March 8, 2023 | By the Kanai Group
This week’s issue of Physical Review Letters (PRL) features the article “Electronic Excitation Response of DNA to High-energy Proton Radiation in Water” by Chris Shepard, Dr. Dillon Yost, and Professor Yosuke Kanai. The article was chosen and highlighted as PRL Editor’s Suggestion.
Understanding the radiation-induced response of DNA is pivotal for human health. The electronic excitation induced in DNA by high-energy protons is central to understanding how DNA damage occurs in extreme conditions such as those experienced by astronauts. For instance, as much as 90% of galactic cosmic radiation (GCR) is high-energy protons, and human exposure to GCR is a great concern for space missions. The electronic response of DNA to high-energy protons is also the foundation of modern proton beam cancer therapy.

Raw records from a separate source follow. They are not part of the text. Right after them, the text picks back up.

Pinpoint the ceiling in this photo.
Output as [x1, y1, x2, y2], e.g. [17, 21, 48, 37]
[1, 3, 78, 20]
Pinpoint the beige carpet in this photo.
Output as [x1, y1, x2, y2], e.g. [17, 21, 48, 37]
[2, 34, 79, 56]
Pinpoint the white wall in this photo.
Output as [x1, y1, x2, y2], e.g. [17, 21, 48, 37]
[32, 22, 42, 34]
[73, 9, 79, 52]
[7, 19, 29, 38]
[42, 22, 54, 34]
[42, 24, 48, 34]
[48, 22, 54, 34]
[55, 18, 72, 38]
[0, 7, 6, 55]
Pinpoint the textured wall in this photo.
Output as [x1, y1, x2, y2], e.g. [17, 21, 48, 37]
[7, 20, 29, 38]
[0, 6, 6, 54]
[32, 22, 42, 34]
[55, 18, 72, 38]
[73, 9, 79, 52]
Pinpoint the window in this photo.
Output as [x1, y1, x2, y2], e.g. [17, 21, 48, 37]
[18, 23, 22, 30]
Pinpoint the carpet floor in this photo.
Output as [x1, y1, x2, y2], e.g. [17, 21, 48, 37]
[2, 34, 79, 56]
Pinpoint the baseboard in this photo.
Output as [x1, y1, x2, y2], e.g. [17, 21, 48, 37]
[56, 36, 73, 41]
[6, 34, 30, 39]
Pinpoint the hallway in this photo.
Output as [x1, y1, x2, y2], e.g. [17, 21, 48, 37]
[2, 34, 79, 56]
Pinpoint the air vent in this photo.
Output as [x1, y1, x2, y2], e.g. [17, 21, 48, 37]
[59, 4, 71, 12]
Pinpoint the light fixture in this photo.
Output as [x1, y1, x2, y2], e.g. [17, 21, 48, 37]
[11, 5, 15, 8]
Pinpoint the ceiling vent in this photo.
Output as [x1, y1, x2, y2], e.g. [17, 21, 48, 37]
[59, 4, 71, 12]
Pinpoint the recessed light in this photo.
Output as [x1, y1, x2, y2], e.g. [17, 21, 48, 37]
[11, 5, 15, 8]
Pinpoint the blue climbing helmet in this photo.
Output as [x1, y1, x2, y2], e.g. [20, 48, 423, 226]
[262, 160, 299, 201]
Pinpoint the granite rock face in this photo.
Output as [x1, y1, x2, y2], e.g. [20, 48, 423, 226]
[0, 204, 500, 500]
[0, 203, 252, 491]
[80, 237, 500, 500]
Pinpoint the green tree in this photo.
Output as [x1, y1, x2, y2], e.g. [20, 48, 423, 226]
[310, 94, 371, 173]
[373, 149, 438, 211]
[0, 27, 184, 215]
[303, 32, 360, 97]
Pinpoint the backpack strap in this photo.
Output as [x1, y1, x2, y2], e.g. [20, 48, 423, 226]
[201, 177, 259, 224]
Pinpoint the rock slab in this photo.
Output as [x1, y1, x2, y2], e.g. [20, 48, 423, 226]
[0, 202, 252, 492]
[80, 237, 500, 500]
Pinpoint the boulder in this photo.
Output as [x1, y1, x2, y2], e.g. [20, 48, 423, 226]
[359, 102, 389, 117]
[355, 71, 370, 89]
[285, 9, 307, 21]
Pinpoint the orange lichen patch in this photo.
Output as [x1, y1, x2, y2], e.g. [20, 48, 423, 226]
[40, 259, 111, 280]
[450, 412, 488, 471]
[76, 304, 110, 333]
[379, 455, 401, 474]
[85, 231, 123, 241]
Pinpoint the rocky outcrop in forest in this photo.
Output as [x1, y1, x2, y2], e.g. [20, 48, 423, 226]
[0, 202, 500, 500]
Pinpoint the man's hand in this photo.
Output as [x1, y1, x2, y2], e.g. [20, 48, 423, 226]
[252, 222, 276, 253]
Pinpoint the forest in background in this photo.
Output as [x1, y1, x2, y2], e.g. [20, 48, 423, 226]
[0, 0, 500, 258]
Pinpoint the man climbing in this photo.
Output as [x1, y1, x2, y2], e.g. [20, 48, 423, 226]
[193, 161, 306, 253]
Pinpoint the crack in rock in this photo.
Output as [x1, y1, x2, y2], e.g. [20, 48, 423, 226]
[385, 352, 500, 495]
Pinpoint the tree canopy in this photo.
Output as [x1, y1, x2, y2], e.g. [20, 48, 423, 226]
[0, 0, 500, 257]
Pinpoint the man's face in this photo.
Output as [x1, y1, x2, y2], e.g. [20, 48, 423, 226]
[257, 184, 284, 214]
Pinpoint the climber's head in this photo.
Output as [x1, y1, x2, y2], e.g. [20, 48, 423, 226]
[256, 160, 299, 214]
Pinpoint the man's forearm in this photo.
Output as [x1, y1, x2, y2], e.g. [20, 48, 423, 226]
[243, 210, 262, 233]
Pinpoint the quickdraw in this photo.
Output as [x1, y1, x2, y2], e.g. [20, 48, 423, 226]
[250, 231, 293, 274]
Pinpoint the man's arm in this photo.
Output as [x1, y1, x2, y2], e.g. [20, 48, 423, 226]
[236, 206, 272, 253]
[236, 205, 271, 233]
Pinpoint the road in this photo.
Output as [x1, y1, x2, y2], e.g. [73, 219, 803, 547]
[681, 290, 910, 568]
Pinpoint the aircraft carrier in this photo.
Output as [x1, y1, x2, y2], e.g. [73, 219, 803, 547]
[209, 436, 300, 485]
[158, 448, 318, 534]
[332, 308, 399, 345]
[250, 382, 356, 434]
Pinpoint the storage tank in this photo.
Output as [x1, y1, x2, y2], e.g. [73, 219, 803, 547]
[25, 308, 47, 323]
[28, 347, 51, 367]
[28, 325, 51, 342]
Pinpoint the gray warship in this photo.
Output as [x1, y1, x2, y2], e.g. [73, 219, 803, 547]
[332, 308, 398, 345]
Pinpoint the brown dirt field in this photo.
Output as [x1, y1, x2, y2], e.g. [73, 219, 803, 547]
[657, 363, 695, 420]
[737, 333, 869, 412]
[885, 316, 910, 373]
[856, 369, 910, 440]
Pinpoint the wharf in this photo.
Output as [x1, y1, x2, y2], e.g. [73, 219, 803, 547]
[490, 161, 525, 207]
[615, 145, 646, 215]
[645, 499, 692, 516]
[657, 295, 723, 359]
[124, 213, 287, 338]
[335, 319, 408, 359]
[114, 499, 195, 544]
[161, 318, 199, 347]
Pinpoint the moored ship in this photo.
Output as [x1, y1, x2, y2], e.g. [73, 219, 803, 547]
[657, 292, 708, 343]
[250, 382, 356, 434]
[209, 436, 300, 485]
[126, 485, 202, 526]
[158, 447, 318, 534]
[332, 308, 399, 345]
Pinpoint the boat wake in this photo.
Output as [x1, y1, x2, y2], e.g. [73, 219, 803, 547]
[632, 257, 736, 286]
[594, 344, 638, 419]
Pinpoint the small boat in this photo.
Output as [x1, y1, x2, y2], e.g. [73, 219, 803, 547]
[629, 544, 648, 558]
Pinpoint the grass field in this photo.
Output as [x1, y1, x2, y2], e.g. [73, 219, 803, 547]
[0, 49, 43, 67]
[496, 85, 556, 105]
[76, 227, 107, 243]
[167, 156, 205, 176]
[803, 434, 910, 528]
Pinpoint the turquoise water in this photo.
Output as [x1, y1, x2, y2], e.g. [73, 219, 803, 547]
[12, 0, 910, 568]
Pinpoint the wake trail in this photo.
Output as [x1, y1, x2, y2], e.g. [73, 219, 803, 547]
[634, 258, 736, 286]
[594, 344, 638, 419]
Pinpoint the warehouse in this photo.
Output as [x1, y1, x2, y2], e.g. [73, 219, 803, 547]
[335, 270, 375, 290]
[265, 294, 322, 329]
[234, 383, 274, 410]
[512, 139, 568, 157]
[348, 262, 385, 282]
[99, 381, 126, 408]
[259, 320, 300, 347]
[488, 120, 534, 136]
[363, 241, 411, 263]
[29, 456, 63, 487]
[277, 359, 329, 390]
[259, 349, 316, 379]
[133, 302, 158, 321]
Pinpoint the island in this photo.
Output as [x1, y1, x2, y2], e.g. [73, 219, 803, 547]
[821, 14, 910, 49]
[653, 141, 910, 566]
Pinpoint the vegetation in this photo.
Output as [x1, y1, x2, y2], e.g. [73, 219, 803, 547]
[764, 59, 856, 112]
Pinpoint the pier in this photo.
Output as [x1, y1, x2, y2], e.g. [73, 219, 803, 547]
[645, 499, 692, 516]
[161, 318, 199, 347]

The energy transfer rate from irradiating protons to electrons in the target matter is quantified by so-called electronic stopping power, and it plays a central role in understanding the electronic stopping phenomenon. Starting with the seminal work by Hans Bethe in 1930, many researchers have developed linear-response models for calculating the electronic stopping power. Over the last ten years, Prof. Kanai’s group has developed a new computational formalism such that quantum dynamics responsible for electronic stopping is directly simulated from first-principles quantum mechanical theory[1]. Building on their earlier work on water[2], the new PRL discusses how sugar-phosphate side chains of DNA respond strongly to irradiating protons due to the lone-pair electrons when DNA is solvated in water. As a result, positively charged holes are formed with a greater probability on the DNA side chains than on the nucleobases. This work advances our understanding of how the exposure of DNA to highly energetic protons can result in double-strand breaks in DNA, which are particularly important in inducing cell death.